I stayed overnight at a Catholic Mission in Jessore where Pakistani soldiers had killed an Italian priest because he had given medical assistance to the Mukti Bahini. The next day, we took more than 12 hours to reach Dhaka. I remember driving past the old airport at about midnight with not a person or vehicle in sight. Suddenly, from nowhere, my vehicle was surrounded by military personnel. My driver, Badol Nandi, from Chittagong, and I had not realised that a night curfew was in place! We were then given a very friendly escort to the Purbani Hotel.
After a day or two, I was able to pay a courtesy call on Sheikh Mujib. This was arranged by Tajuddin Ahmed who has been Bangladesh's Prime Minister in exile and whom I had met a few times in Calcutta. Although he had been back in his country for only 2 weeks, Sheikh Mujib was surprisingly knowledgeable about Oxfam's work and I asked him what a small organisation like Oxfam could do for the rehabilitation of Bangladesh.
"How did you come here, young man?" he asked in a loud voice pointing the stem of his pipe at me. I told him that I had driven overland from Calcutta. "Then you have seen more of my country than I have as I have been in jail for over 9 months." "What did you see?" he asked.
I told him about the damage that I had seen on the way and added that Oxfam was already supporting a large house building and repair programme. I said that I thought that bridge building would be done by bilateral and multi-lateral donors and that ferries would probably be too costly for Oxfam to consider.
Sheikh Mujib, was, however, very keen that Oxfam explore the possibility of purchasing new ferries and repairing others. It is remarkable that Oxfam was eventually able to procure 3 truck-carrying ferries and to assist the repair of many others.
I remember that the Bangladesh Inland Waterways Authority officers wanted to name the ferries after Liberation War martyrs but Raymond with his love of Bengali countryside and culture requested that the vessels be named after flowers. And so, Kamini, Kosturi and Korobi, were so named and they, I believe, until a few years ago, continued to ply across the river at Mawa and Goalando/Paturia.
Another March memory is that in March 1972, I remember attending the Calcutta docks for the loading of £ 250,000 worth of C.I. sheets for CARE's house-building programme in Bangladesh.
Eventually, Raymond got his way, and began to support new and emerging "Bangladeshis with vision". Oxfam was one of the first donors of BRAC which is now the largest NGO in the world. I recall personally handing over in cash 3 lac rupees to Sir Fazle Hasan Abed in Calcutta in February 1972. Oxfam also supported the early work of another outstanding NGO, Gonoshasthaya Kendra.
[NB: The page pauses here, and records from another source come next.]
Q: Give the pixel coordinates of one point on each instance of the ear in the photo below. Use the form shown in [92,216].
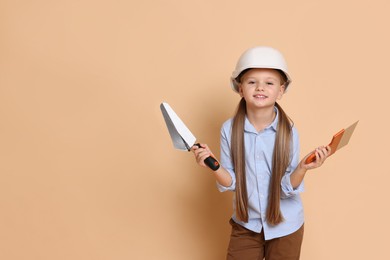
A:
[240,90]
[281,91]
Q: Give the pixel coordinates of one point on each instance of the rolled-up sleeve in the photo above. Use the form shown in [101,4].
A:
[287,188]
[226,161]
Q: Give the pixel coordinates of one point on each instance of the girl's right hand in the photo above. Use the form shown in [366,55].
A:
[201,153]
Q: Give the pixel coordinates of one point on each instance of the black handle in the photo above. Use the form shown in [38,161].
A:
[210,161]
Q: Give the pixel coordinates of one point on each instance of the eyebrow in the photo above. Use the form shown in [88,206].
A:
[268,78]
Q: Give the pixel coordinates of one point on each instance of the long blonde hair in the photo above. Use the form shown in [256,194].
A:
[280,162]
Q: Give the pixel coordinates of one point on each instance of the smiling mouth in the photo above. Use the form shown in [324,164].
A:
[259,96]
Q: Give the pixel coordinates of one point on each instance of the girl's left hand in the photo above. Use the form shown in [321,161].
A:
[321,153]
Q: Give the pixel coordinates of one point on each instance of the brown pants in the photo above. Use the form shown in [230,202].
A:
[248,245]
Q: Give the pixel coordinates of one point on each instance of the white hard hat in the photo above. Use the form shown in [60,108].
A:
[260,57]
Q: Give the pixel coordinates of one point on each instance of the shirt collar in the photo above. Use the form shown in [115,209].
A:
[248,127]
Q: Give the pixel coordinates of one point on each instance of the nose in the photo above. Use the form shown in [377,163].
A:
[260,86]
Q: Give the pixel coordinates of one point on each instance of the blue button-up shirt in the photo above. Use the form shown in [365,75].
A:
[259,148]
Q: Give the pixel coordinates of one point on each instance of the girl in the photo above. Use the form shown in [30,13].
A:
[260,162]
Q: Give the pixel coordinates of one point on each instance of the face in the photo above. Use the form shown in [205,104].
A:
[261,87]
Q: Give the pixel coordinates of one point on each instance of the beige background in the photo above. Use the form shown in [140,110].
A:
[87,168]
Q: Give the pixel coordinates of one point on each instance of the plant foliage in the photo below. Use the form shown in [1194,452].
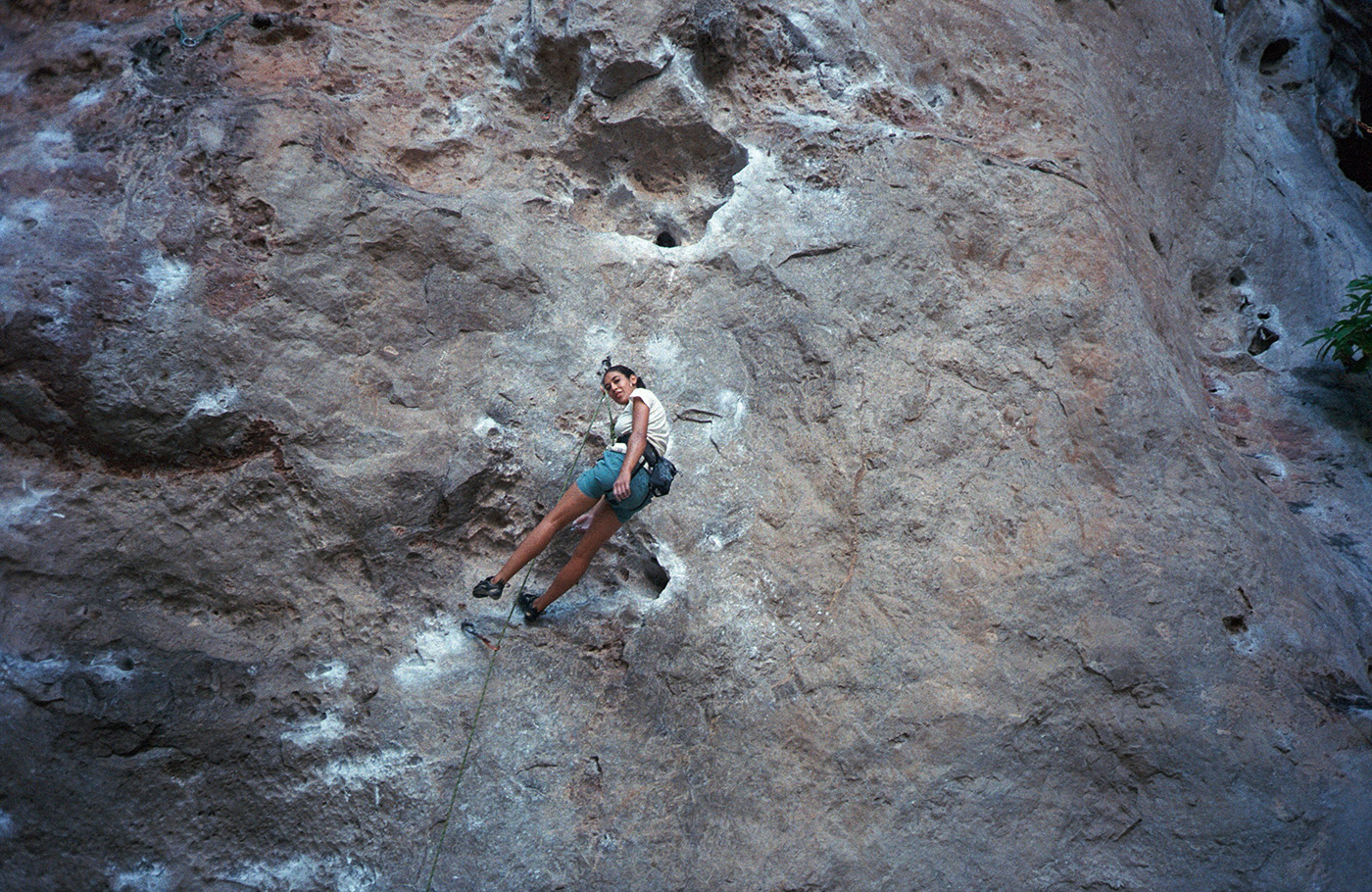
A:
[1348,340]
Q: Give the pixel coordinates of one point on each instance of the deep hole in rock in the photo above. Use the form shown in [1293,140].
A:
[1262,340]
[1354,150]
[656,573]
[1273,54]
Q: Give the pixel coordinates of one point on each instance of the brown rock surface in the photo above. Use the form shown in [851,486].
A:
[1021,544]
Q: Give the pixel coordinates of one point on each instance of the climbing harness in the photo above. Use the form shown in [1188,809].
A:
[191,43]
[469,627]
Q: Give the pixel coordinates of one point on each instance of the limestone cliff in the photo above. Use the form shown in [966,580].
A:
[1021,542]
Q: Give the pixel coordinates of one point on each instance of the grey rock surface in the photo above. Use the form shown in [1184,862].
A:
[1021,541]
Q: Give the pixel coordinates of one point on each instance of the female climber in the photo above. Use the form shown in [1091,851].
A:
[603,498]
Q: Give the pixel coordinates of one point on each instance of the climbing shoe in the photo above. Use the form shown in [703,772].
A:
[525,603]
[489,589]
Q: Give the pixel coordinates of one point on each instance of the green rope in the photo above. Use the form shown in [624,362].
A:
[490,665]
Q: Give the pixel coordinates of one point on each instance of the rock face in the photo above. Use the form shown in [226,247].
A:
[1021,542]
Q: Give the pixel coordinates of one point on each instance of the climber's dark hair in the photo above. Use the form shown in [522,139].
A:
[626,372]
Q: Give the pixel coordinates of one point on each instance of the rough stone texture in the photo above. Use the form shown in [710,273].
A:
[1021,544]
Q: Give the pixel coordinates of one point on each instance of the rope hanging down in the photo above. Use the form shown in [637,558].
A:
[494,649]
[191,43]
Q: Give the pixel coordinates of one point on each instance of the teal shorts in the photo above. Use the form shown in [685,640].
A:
[599,480]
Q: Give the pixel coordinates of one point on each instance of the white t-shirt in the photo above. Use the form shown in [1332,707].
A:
[659,429]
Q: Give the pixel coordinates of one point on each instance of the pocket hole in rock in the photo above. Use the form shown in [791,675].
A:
[1262,340]
[1273,55]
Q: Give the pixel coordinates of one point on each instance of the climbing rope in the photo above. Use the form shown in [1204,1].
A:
[191,43]
[494,649]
As soon as Bangladesh was free and the refugees started streaming home, we had to close down our work in India in an orderly way. One day in February 1972, in fact on the day of Ekushey, I was called out of the Oxfam office and there in the garden were about 500 people. I was worried that they had come with some grievance, but soon the reason for their visit was clear.
From some waste wool and some wire these people, from a camp called Digberia, had made some 'woolen flowers'. These were presented to me in a roughly made bamboo vase as a token of their thanks to Oxfam. They had come to say goodbye and to explain that they had decided to return to Bangladesh on an auspicious day, Ekushey, February 21. It was such a moving moment.
Working with the Bangladeshi people in 1971 changed my life as it must have done for many others as well. If there had been no Liberation War, I might have returned to the UK in 1971 to do some rather boring animal husbandry research. I have instead enriched my life by sharing the struggles of the very poorest and disadvantaged for altogether over 55 years, most of which have been spent in Bangladesh and some in India.